All the good data nowadays is private – what’s the point of having a data science Ph.D.?
I go back and forth on whether there should be an undergrad major or Ph.D. program on data science. On the one hand, I am convinced it’s a burgeoning field which will need all the smart people it can get in the next few years or decades. On the other hand, I’m just not sure how capable academics really are at teaching the required skills. Let me explain.
It’s not that professors aren’t super smart and great at what they do. But the truth is, they typically don’t have access to the kind of data that’s now available to data scientists working in Google or Facebook or other tech companies (see this recent New York Times article on the subject). Even where I work, which is a medium sized start-up, I have access to data which many academics would kill for. This means I get to play with an incredibly rich resource, assuming I have built up the toolset to do so.

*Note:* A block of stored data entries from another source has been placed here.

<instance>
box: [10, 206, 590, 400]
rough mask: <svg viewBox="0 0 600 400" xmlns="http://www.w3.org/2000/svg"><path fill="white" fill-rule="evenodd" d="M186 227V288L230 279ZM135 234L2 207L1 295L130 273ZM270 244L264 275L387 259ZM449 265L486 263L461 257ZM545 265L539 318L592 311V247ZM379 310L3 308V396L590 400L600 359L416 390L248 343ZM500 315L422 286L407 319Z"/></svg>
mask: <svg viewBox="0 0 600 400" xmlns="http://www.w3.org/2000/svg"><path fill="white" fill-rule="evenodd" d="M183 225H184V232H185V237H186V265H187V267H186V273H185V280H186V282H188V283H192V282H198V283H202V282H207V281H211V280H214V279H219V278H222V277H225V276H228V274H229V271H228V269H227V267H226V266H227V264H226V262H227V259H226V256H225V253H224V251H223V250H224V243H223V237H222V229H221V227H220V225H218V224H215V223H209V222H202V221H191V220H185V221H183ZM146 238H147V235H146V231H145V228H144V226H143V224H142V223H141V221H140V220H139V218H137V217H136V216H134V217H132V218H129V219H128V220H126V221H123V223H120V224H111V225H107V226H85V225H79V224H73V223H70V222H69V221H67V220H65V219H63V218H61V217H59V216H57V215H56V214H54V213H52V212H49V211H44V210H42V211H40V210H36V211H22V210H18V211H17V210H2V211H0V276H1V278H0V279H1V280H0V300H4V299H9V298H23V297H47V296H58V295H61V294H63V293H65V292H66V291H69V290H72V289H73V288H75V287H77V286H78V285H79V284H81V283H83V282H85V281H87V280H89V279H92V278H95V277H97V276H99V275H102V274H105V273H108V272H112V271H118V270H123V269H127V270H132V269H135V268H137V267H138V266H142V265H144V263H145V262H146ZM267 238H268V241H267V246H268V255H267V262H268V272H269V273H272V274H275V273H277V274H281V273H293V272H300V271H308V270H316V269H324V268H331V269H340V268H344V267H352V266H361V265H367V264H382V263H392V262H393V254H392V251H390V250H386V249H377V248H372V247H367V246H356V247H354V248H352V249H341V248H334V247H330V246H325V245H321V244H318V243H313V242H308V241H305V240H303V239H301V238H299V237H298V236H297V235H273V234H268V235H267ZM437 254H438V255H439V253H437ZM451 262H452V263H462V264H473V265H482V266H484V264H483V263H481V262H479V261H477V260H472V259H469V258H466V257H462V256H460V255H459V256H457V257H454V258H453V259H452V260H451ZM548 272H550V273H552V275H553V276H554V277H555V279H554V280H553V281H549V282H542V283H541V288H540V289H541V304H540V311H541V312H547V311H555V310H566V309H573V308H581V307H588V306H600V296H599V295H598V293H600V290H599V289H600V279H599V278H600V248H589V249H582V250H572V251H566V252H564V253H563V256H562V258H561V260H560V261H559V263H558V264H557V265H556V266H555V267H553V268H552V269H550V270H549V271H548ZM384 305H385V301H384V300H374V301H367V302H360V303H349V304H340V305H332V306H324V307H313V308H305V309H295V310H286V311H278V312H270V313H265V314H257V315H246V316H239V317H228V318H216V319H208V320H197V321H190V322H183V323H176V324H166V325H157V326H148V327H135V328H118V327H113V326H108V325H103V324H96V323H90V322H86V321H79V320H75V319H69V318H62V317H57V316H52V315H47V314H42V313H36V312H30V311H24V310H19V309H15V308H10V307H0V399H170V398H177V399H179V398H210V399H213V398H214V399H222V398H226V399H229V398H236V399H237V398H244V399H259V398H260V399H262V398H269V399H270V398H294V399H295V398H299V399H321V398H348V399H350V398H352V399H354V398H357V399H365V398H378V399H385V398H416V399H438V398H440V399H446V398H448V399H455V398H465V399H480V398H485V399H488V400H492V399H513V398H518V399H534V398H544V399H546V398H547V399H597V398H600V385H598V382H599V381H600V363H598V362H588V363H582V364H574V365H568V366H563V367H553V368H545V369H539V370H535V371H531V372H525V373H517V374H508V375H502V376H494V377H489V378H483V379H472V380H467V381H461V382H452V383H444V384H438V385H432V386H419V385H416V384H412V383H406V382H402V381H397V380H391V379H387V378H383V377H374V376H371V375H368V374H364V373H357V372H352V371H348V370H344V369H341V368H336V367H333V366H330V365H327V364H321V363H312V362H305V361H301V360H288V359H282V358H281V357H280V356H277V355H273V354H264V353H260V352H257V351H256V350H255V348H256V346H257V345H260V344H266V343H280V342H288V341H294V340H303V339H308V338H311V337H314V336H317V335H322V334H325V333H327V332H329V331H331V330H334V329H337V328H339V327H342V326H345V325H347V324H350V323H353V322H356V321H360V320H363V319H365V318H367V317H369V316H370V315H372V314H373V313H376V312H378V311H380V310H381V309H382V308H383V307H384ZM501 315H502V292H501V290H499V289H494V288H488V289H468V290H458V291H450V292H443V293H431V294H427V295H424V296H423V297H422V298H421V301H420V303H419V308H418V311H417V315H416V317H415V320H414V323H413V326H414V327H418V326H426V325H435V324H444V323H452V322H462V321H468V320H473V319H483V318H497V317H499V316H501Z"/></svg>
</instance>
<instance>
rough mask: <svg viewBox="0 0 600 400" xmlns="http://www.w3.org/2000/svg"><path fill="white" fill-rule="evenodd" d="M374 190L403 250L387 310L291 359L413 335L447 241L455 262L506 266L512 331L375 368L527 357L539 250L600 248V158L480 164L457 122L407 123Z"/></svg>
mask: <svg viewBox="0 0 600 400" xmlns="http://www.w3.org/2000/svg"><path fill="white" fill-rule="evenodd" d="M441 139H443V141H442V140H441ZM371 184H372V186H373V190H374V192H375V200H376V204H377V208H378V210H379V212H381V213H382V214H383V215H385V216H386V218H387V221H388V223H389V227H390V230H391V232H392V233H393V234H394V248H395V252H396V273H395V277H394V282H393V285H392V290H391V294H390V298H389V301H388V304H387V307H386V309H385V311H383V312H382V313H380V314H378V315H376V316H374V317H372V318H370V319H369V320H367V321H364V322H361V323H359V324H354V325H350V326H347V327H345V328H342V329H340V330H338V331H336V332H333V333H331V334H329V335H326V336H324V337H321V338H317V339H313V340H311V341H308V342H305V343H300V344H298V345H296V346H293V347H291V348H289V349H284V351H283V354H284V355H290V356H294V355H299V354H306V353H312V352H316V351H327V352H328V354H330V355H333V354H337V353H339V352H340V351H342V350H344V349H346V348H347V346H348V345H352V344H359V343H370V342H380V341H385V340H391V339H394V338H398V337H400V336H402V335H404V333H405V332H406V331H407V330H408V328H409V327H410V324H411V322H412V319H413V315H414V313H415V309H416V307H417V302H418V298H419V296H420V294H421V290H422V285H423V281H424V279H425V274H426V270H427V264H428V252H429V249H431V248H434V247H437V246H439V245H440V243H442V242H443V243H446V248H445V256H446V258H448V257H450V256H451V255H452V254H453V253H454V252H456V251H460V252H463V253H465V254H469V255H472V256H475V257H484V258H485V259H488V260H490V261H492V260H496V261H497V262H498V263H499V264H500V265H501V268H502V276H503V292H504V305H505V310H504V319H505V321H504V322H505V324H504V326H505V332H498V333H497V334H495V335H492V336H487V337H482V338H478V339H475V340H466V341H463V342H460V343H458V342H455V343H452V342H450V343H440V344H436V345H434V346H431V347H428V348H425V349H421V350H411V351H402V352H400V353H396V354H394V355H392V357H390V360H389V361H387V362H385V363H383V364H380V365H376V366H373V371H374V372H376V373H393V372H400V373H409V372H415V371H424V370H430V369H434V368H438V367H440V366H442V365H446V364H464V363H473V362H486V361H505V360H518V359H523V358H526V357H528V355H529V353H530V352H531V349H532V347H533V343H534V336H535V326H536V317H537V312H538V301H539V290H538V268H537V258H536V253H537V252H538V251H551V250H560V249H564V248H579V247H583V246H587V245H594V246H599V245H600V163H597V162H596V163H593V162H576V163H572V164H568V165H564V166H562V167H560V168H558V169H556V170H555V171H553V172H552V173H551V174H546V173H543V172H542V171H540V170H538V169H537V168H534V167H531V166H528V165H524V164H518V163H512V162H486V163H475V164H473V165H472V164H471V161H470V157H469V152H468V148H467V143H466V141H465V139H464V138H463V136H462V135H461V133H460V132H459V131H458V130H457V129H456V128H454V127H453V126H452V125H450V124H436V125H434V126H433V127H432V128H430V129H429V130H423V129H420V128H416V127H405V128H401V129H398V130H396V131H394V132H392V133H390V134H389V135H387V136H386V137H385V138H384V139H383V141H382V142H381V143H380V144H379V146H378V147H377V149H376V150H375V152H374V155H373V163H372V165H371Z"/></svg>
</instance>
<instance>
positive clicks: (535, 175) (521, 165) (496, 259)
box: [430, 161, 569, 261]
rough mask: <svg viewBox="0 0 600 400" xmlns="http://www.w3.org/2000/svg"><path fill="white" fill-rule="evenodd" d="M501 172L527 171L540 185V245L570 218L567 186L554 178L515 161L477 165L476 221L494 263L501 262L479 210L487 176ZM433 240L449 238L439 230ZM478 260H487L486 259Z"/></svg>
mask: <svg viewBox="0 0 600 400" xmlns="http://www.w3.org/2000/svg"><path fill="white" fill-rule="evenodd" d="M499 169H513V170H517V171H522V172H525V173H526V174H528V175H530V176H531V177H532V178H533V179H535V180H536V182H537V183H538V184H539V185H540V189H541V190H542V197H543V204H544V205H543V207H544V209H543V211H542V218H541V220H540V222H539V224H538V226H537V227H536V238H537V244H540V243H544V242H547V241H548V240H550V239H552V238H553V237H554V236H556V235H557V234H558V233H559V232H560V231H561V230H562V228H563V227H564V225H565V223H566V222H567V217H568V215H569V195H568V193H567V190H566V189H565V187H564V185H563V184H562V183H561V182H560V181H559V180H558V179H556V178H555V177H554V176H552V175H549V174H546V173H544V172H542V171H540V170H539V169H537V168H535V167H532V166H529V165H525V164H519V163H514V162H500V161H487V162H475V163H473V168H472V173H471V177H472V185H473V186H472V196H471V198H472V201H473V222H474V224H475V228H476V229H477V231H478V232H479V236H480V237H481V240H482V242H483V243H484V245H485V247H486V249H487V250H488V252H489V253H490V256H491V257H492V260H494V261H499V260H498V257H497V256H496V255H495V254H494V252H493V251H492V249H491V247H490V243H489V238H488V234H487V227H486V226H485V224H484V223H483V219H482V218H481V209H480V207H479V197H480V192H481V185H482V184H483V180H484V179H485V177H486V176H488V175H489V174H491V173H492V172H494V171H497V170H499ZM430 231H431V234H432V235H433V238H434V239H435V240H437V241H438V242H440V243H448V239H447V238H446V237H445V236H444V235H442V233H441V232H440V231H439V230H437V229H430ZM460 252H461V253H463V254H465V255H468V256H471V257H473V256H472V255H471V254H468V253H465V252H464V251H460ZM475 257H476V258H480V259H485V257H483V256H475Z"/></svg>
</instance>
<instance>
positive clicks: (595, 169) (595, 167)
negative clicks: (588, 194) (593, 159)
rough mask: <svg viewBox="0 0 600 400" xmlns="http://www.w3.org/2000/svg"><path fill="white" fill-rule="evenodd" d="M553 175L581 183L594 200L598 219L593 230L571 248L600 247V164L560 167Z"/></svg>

So while academics are creating (unrealistic) models of “influence” based on weird assumptions about how information gets propagated through networks, nerds at Facebook and Google and Foursquare just get to see it happen in real time. There’s an enormous advantage to having the data at your fingertips – you get good results fast. But then since it’s all proprietary you can’t publish it (a topic for another post).
Another thing: since academics typically don’t have this kind of big data, they also don’t have to create tools or methods for taming huge data. Sometimes I hear statisticians say that data science is just statistics, but they are typically missing the point of this “taming” aspect of data science. Namely, if we use state-of-the-art proven statistical methods on 15 terabytes of data and it takes 50 years to come up with an answer, then guess what, it doesn’t work.
At the same time, data science isn’t purely algorithmic time considerations either, and a computer scientist without a good statistical background would be equally wrong if they said that data science is just machine learning.
For that matter, data science also isn’t purely speculative research – there’s a bottomline business aspect to it, and the intention is (usually) to make profit. But there’s no way someone with a business degree that doesn’t know how to model can be a data scientist either.
End result: To teach data science for reals, you’d need to form a inter-disciplinary department across business, computer science, applied math, and statistics. Even so, I’m not sure how well strictly academic departments can really teach the nitty gritty of data science if they do collaborate across departments because they just don’t have good enough data (and by the way, this is a huge “if” – it seems politically impossible in some of the universities I’ve talked to).
On the other hand, I think it’s a good idea to try, because it is a great opportunity to teach at least some basic stuff and to instill a code of ethics in young data scientists.
The way things work now, the tech industry takes in former mathematicians, physicists, computer scientists, and statisticians and puts them on projects creating models of human behavior (I’ll include finance in that category) that are infinitely scalable and sometimes nearly infinitely scaled. Nobody is ever taught to stop and think about how their models are going to be used and how to think about the long-term effects of their models.
In spite of all the data problems and political obstacles, I feel that for the sake of this conversation, i.e. of personal responsibility of a modeler, we should go ahead and make a program, because it’s important and it isn’t gonna happen in your typical finance firm or tech startup.